The second step towards becoming a broadcast technician is to earn a certificate or degree. Many colleges and universities offer broadcasting technology programs. Some schools also offer certificate or diploma programs and/or associate's degree programs in the field of media and creative arts. Courses in these programs could include introduction to broadcasting, broadcast announcing and production, video editing, and television production. Students can enroll directly into associate's degree programs, or they can choose to transition from a school's certificate program to a school's associate degree program. Students can pursue their bachelor's degrees in electrical engineering, broadcast technology, or related fields. Courses include radio and TV audio controls and techniques, fundamentals of video production, writing for electronic media, and law and the mass media.

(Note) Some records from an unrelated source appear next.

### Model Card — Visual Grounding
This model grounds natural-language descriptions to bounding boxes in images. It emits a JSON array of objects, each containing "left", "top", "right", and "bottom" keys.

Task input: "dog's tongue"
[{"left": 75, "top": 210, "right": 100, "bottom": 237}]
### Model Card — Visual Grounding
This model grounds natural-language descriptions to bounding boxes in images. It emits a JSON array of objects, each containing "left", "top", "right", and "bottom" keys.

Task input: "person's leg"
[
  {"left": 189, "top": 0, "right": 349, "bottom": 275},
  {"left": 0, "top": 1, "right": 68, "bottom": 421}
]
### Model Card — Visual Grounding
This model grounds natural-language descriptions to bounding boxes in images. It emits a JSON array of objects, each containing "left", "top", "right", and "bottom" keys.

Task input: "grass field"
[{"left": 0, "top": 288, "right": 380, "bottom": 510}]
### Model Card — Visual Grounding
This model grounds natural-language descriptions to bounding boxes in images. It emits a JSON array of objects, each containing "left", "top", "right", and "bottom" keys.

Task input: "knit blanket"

Completion of certain programs may automatically qualify a student to apply for certification through the Society of Broadcast Engineers (SBE). To earn the Certified Broadcast Technologist credential, broadcast technicians must pass a proficiency examination that consists of 50 multiple-choice questions covering electronic fundamentals, safety, and Federal Communications Commission (FCC) rules.

Here's a success tip:

  • Complete an internship. An internship with a campus or local broadcast facility provides the opportunity for students to gain hands-on experience and network with potential employers. Additionally, national broadcast stations may sponsor internships.

Step 3: Gain Experience

The third step towards becoming a broadcast technician is to gain experience. Graduates of at least certificate or associate's degree programs are prepared to take on novice broadcast technician jobs. Potential employers can include broadcast repair facilities and television and radio studios. Students can inquire about these jobs from their schools' academic advisers, or they can peruse online job ads.

Here's a success tip:

  • Become an NABEF apprentice. The National Association of Broadcast Education Foundation (NABEF) provides a paid apprenticeship program for graduates of broadcasting technology or related programs. The apprenticeship program can be completed in 6 months. Graduates of the program also have the opportunity to earn the Certified Broadcast Technologist designation.

Step 4: Continue Training

The fourth step towards becoming a broadcast technician is to continue training to advance your career. Most broadcast technicians begin their careers in smaller stations and markets. As they gain experience, they are able to move to larger, more lucrative markets. Experienced technicians can also move up into supervisory positions within companies as they gain seniority. Keeping up with the rapid technology change also broadens career opportunities, as employers need technicians who understand the latest technology. Take advantage of both on-the-job training and continuing education to keep current with emerging digital technology.

The steps towards becoming a broadcast technician include finding apprenticeships, earning a certificate or degree, gaining experience, and continuing to train.